« TT: Where credit is due | Main | TT: Almanac »
February 5, 2004
TT: A night in the life
Our Girl and I have been holding forth about the paradoxical provincialness of New York City, so I thought it might be worth posting some fugitive reflections on the subject of why I do live here and not in, say, Washington or San Francisco, or even my beloved Chicago.Last night was a case in point. I met a writer friend for dinner in the East Village at one of the dozen-odd inexpensive Indian restaurants on Sixth Street, all on a single block and widely rumored to share a single kitchen as well. It's also said that there are no cats in that neighborhood, but we had a very good meal, after which we made our way through the wintry mix to an off-Broadway theater in the vicinity, the New York Theatre Workshop, where we saw the penultimate preview of Valhalla, Paul Rudnick's new play, which opens Thursday. (Watch this space Friday to see what I wrote about it for my theater column in The Wall Street Journal.) That's one kind of weeknight in Manhattan.

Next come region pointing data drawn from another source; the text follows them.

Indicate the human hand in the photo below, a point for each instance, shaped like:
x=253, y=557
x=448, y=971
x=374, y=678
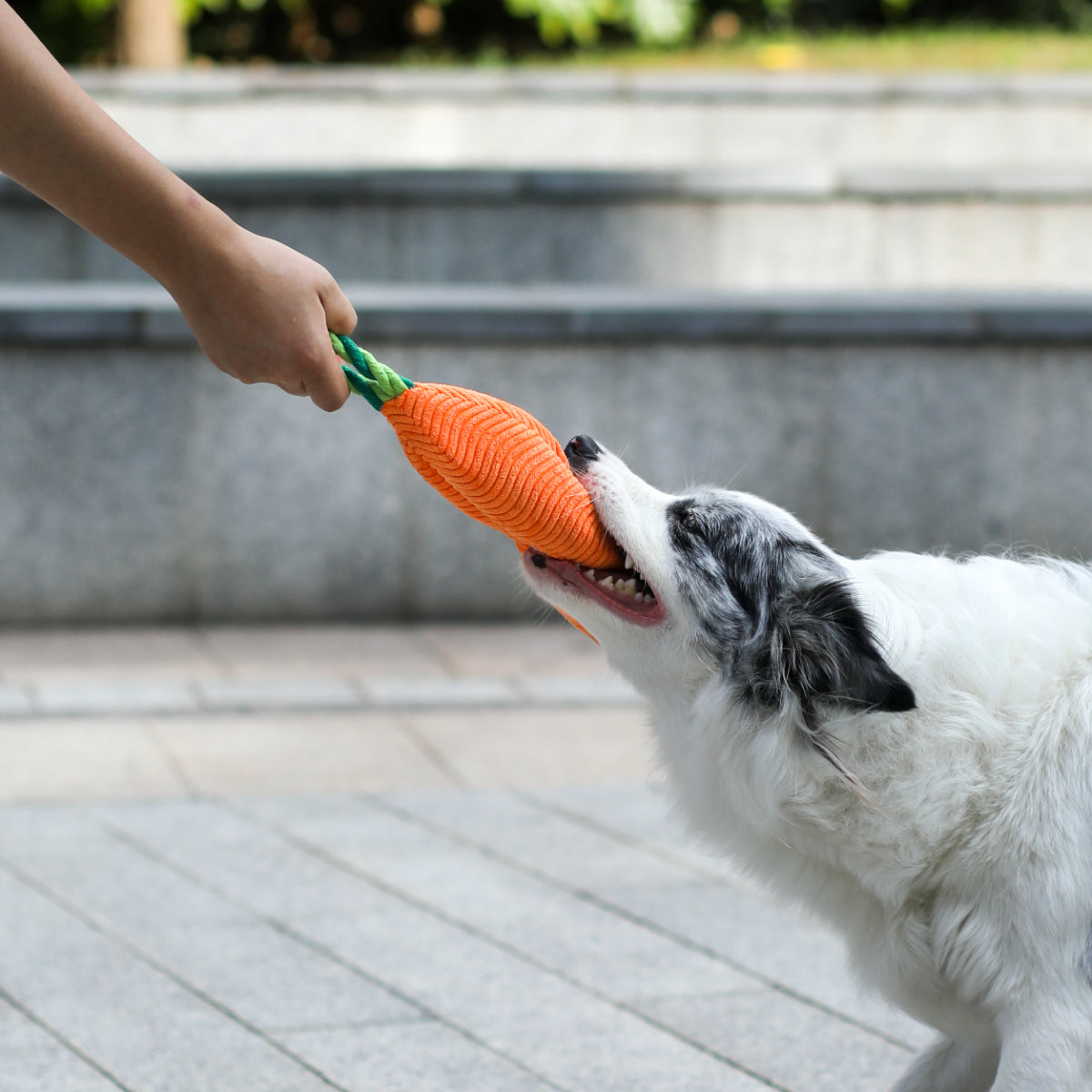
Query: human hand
x=261, y=312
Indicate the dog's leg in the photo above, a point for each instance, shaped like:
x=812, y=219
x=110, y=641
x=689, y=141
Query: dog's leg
x=951, y=1067
x=1051, y=1057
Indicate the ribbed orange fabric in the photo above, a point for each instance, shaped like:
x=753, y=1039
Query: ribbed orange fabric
x=502, y=468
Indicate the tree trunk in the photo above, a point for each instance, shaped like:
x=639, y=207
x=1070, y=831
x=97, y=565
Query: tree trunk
x=151, y=34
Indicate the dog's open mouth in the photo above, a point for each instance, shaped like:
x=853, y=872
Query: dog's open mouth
x=625, y=592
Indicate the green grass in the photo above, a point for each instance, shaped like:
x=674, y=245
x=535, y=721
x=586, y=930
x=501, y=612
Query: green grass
x=961, y=48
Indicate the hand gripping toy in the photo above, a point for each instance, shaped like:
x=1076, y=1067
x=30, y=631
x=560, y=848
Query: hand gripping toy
x=489, y=458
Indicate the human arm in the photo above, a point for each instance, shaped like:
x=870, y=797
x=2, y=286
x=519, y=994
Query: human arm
x=259, y=309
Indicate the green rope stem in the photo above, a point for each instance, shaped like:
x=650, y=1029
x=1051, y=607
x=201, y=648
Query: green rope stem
x=366, y=376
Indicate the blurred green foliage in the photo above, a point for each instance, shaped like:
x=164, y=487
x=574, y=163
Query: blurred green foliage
x=294, y=31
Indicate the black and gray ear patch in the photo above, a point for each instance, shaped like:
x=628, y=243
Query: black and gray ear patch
x=818, y=647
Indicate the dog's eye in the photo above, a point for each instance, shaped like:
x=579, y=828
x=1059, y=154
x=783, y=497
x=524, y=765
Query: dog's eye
x=689, y=521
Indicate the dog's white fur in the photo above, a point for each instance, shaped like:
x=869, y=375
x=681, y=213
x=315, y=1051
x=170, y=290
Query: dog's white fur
x=950, y=844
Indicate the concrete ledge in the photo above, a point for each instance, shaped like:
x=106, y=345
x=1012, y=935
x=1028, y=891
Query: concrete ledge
x=507, y=186
x=90, y=315
x=478, y=85
x=137, y=484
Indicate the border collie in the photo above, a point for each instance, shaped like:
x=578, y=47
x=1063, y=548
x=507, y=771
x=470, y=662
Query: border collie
x=902, y=743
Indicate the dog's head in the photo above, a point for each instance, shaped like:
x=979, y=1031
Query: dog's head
x=725, y=580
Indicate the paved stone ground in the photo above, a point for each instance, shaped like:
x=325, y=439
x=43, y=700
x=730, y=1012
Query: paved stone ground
x=427, y=858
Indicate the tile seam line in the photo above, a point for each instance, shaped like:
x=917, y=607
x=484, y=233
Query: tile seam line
x=61, y=1038
x=639, y=920
x=314, y=945
x=90, y=922
x=349, y=868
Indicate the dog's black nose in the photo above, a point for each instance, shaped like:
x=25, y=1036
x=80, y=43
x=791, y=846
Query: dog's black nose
x=580, y=451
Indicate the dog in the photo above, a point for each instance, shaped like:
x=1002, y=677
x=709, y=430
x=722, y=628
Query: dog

And tonight? Well, I stuck to my own neighborhood, the Upper West Side, but the evening ended up having a downtown flavor anyway: I took a singer friend to hear Dave's True Story and the Lascivious Biddies at Makor. Regular readers of this blog will recall admiring references to both groups, about whom I last wrote a couple of months ago in my Washington Post column:
I ventured down to the Village to hear two hip bands, Dave's True Story and the Lascivious Biddies, at Fez. DTS, previously praised in this space, is a volatile blend of two seemingly incompatible ingredients, the coolly kinky songs of David Cantor and the warmly engaging vocals of Kelly Flint. Hearing Flint sing about the wild side of downtown life in so comforting a voice is guaranteed to knock your dreams a bubble or two off plumb. As for the Biddies, they're a pop-jazz quartet of clever women who yoke two similarly dissimilar styles--girl-group vocals and King Cole Trio-style instrumentals--to charming effect.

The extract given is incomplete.